Romano non era latino, nome di una razza o tribù, ma un premio, il riconoscimento di un privilegio. L’imperium romanum non era militare né dittatoriale, neppure giuridico a guardarci bene, le leggi erano molteplici e anche contraddittorie, ma un comune sentire e un modo di vita. È riconoscersi nella causa dei soggetti, darne l’impressione. Un imperialismo che accomuna e non esclude i sudditi.
Roma fu repubblicana anche nell’impero: c’era a Roma una nobilitas plebea, pare a pieno titolo del gruppo dirigente: famiglie plebee sedevano in Senato e figuravano tra i cavalieri. Così oggi in America, dove c’è povertà e anzi indigenza, più che in paesi meno ricchi come l’Italia, ma non c’è l’invidia sociale. Il sogno americano del Number One è ridicolo, ma la storia speciale del paese riconosce a ognuno la dignità, il senso del diritto che è forte anche tra i criminali.

Tribù – Si dissolve il Kenya per la forza dirompente delle tribù contrapposte, inconciliabili. Della  tribù come punto di frattura sociale, che l’invenzione europea della tradizione ha imposto all’Africa, con l’obbligo di appartenere a una tribù. Il diritto consuetudinario che se ne è derivato è sclerotico, per chi ha voglia non c’è speranza. Kenyatta, il padre della patria, se ne felicitava ancora in vecchiaia, che Londra gli avesse spianato la strada col senso ereditario della proprietà dei kikuyu, la sua etnia, con il quale s’è impadronito del Kenya - i kikuyu sono capitalisti per imprinting, Karen Blixen l’attesta. Un primato che ora si contesta.
Ogni tribù va guarnita di caratteri nazionali, l’università anglo-tedesca di Gottinga ha ricostituito nel Sette-Ottocento  i caratteri originari, e all’Africa è toccata l’identità tribale. Per cui chi lavora, specie se giovane, deve pagare le decime ai capi tribù, in Sicilia direbbero ai capi cosca. I kikuyu del resto si presentano come una mafia: nodosi, le teste sghembe sotto inutili cappelli, l’occhio vago.

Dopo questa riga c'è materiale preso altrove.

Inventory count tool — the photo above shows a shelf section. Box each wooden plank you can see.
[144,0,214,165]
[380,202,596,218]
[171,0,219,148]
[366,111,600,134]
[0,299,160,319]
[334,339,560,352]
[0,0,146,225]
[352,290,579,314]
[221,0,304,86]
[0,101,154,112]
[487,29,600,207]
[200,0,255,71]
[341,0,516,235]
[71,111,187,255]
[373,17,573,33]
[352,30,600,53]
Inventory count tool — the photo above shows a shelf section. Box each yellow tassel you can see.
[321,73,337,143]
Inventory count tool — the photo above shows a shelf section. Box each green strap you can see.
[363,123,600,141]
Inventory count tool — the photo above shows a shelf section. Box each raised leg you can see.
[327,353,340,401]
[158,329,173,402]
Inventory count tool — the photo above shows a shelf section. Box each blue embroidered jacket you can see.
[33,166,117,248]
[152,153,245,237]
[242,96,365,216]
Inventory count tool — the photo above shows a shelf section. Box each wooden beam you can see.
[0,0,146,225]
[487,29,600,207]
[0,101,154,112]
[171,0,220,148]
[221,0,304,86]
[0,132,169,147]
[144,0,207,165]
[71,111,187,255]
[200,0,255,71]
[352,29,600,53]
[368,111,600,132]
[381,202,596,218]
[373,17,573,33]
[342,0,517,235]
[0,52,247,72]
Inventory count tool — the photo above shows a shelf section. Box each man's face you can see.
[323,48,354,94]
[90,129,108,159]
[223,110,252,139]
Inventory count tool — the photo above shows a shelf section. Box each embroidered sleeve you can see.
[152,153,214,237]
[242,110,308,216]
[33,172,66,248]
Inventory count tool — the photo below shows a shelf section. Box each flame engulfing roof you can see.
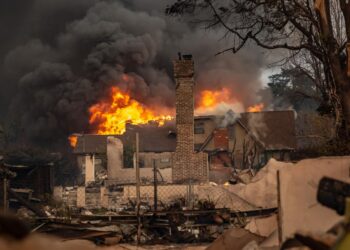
[74,111,296,154]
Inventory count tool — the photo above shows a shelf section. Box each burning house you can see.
[69,57,296,188]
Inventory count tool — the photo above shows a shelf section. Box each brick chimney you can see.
[173,55,209,182]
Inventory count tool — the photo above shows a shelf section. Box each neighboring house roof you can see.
[73,134,107,154]
[239,110,296,150]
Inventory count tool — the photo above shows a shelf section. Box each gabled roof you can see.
[239,110,296,150]
[73,122,176,154]
[73,134,107,154]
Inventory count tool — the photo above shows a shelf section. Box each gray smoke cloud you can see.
[0,0,264,148]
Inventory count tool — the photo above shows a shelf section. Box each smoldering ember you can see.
[0,0,350,250]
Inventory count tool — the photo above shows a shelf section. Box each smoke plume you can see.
[0,0,264,146]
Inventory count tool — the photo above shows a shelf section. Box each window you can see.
[160,158,170,163]
[194,122,205,134]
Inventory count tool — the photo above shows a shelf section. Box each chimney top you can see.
[174,52,194,78]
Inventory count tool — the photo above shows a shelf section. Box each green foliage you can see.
[268,68,321,111]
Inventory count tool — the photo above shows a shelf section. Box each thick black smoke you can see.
[0,0,264,146]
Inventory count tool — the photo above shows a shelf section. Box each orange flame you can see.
[68,135,78,148]
[89,87,172,135]
[198,88,232,108]
[248,103,265,113]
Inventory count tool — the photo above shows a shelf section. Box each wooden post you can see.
[153,159,158,212]
[135,132,141,244]
[3,177,8,213]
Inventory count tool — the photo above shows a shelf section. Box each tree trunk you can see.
[329,53,350,139]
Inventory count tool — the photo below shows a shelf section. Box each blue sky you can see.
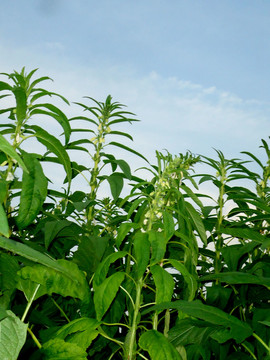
[0,0,270,177]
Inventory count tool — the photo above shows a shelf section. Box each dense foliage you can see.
[0,69,270,360]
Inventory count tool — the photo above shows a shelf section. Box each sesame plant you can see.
[0,68,270,360]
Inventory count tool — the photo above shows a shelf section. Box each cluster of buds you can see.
[90,117,111,145]
[143,152,199,231]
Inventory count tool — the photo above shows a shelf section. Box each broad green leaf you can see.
[73,235,109,275]
[163,210,175,241]
[0,236,72,279]
[44,220,81,249]
[0,134,28,172]
[18,260,91,303]
[145,300,252,343]
[94,272,125,321]
[108,131,133,141]
[168,318,219,346]
[148,230,167,265]
[55,317,100,350]
[221,241,259,271]
[0,203,9,237]
[150,265,174,304]
[133,232,150,279]
[0,310,28,360]
[139,330,182,360]
[0,81,13,91]
[115,223,139,247]
[169,259,198,301]
[180,184,203,209]
[31,104,71,144]
[220,227,265,243]
[29,125,72,183]
[41,338,88,360]
[185,202,207,245]
[199,271,270,289]
[107,173,124,200]
[13,87,27,125]
[0,253,20,309]
[16,153,48,229]
[93,251,127,290]
[114,160,131,180]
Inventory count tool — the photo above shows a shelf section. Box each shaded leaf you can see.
[94,272,125,321]
[0,310,28,360]
[139,330,182,360]
[41,338,87,360]
[150,265,174,304]
[16,153,48,229]
[145,300,252,343]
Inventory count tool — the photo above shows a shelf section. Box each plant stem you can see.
[127,277,143,360]
[51,298,70,322]
[21,284,40,322]
[27,328,42,349]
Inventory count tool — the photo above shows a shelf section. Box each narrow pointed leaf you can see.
[108,141,148,162]
[94,272,125,321]
[0,134,28,172]
[13,87,27,125]
[16,153,48,229]
[29,125,72,183]
[139,330,182,360]
[0,236,72,278]
[145,300,253,343]
[0,204,9,237]
[0,310,28,360]
[133,232,150,279]
[169,259,198,301]
[150,265,174,304]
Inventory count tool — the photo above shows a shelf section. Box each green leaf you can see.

È e resta forte negli Stati Uniti: Che si sono costruiti come crogiuolo di popolazioni diverse, ma nella diversità. La migliore storia del Novecento riconosce l’impatto dell’America sui suoi immigrati, anche sui gruppi religiosi o nazionali più compatti, storici dell’immigrazione inclusi. Ma le differenze restano costituite: non nella legge, sì negli stili di vita.
Nell’Ottocento prevaleva la “germ theory”, anzi la continuità era scontata, per molti la rivoluzione americana fu un prolungamento dei dibattiti alla Camera dei Comuni. È vero che i futuri Stati Uniti d’America non furono mai colonie, erano pezzi delle madrepatrie, un’Europa trapiantata, inglese, olandese, francese, tedesca, russa perfino, seppure governata da Londra, alla lontana. Ora le tradizioni europee si riconoscono in America in quanto modificano le persistenze americane, alla pari delle tradizioni africane o asiatiche. C’erano del resto quattro Inghilterre in America, tutte protestanti e gelose della libertà, ma una cucinava al forno (East Anglia), una friggeva (Sud Inghilterra) e una bolliva (Nuova Inghilterra), mentre quella della Virginia (originaria del triangolo Bristol, Warwick, Kent, il Wessex di Hardy) era rurale e realista, molti anche di recente schiavitù, il cui uso fu prolungato nella madrepatria.

Vietato vietare – Berlusconi mobilita sotto questa insegna le star delle sue tv nel 1993 per protestare contro il divieto di telepromozioni durante i film. Era lo slogan del ’68 a Parigi: “Interdit d’interdire”.